Do you want a beer or something from the kitchen?

“Do you want a beer or something from the kitchen?”

That’s what the girl on the bunk below me asked her traveling companion before she headed out. It’s 7:35. This is pretty cool. I’m in a third-floor shared room on a bunk in the corner (as I always have needed to be since first year of college), and there are a group of birds, maybe finches, chirping outside my window. Daylight pours through the tar-splattered skylight over my bed, and in the distance a jet sets off to who knows what centuries’ old European city.

Europe is such a funny word. It always made me think of syrup. I wonder what its etymology is? So far my experience in France tells me that things are much more colorful here than in the United States. The hauntingly bare RER B train last night was furnished in garish blue, red, and yellow, with scratched graffiti marring virtually ever translucent surface. My room has a sloping roof, and acrylic-flecked burnt sienna walls, with an orange door and two hacked, rough equivalents of i-beams spanning the space in front of the exit, much like the exposed skeleton of some petrified giant. The floor is blue vinyl that reminds me of the pediatrician where we went until I was voting age. It catches the light from the pull-open window and I can see scraggly, potted evergreens in front of windows across the courtyard.

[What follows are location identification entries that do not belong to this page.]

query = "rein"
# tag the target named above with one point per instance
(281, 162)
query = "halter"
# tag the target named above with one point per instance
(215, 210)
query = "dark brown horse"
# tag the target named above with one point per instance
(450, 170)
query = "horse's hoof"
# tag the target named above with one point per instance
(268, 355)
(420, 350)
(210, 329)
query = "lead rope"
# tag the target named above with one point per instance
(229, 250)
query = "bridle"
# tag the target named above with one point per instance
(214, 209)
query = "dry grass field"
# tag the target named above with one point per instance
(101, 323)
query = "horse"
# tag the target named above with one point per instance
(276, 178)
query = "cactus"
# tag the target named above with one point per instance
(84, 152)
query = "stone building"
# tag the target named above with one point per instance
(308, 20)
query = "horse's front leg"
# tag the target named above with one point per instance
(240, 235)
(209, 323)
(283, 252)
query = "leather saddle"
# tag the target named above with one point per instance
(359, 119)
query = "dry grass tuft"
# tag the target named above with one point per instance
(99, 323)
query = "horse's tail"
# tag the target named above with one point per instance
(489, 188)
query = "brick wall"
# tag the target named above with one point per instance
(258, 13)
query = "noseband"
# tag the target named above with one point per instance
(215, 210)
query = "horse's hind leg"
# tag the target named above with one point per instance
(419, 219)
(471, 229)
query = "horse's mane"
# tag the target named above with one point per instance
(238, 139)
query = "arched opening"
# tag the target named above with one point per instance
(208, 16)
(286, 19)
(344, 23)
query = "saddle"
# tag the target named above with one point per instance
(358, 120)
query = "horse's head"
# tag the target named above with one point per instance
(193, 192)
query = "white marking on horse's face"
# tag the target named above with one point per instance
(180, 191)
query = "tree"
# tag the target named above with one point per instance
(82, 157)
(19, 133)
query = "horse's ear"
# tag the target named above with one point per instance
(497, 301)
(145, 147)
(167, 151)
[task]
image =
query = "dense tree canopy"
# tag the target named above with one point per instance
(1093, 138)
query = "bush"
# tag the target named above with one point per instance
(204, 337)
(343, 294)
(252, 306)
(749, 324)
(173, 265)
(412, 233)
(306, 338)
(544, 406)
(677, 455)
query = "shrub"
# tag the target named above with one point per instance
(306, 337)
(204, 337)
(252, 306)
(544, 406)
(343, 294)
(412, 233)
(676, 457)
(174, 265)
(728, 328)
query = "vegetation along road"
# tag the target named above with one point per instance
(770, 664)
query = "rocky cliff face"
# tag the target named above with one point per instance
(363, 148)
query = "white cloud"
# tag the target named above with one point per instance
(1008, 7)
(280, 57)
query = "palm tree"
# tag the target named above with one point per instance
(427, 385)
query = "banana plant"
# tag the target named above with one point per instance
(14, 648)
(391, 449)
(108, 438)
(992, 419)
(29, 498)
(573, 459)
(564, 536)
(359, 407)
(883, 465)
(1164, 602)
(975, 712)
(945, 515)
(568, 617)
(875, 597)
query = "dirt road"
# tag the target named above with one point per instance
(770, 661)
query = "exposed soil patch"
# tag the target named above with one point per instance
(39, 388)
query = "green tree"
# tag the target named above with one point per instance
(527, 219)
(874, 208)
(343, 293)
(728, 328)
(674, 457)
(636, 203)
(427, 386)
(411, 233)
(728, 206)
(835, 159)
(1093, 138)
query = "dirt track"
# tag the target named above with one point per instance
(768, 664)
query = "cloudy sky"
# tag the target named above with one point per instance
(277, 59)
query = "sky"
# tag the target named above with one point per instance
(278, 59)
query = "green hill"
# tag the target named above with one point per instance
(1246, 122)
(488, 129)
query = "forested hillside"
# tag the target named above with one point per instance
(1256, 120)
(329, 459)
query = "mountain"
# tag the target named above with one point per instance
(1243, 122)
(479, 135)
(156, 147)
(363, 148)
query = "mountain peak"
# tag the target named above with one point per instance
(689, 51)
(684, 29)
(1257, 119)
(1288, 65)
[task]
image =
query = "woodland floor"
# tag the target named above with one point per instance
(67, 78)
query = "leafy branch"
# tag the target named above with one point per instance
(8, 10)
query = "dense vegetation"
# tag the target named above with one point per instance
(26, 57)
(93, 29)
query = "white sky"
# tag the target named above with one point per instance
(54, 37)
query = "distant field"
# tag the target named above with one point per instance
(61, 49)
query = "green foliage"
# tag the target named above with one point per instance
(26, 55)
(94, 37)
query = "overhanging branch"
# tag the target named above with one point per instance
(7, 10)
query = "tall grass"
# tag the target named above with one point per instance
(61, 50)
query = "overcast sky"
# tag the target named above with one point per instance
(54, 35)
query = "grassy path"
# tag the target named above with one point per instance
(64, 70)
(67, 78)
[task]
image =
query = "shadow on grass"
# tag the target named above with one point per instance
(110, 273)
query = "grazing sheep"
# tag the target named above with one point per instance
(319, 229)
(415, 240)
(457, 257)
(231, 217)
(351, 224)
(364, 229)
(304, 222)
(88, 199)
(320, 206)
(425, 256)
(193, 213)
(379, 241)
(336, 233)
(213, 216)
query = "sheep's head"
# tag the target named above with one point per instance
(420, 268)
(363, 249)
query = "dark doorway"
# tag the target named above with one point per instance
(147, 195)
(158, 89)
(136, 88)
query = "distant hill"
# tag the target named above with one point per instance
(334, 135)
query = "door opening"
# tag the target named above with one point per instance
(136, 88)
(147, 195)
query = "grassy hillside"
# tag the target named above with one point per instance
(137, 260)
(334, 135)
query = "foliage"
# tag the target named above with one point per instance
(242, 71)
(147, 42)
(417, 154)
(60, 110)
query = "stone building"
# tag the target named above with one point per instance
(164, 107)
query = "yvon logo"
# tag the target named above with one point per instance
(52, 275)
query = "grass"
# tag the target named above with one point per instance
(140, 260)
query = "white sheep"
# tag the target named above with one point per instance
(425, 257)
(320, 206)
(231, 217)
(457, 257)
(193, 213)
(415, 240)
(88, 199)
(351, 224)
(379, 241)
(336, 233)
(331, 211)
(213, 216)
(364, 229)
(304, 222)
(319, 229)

Goldeneye did come on again during the flight yesterday. Three times in fact which I half-watched while conversing with the lady sitting in my aisle. She was from Japan, and oddly enough on a Golden Week holiday that statistically mirrored mine: the same flights, same rows, same five days in France. Although my Japanese is at a comfortable point where I can talk about almost anything fairly simple, it wasn’t absolutely necessary in this case as she had spent nearly three years studying abroad in France and England. It was nice to have someone to talk to, it made the flight go a lot faster, and I can always do with another friend.

The hostel smells like coffee, or maybe all of Paris does at this hour. “Free breakfast” is from eight to nine-thirty. That beer the girl was talking about is starting to sound pretty good.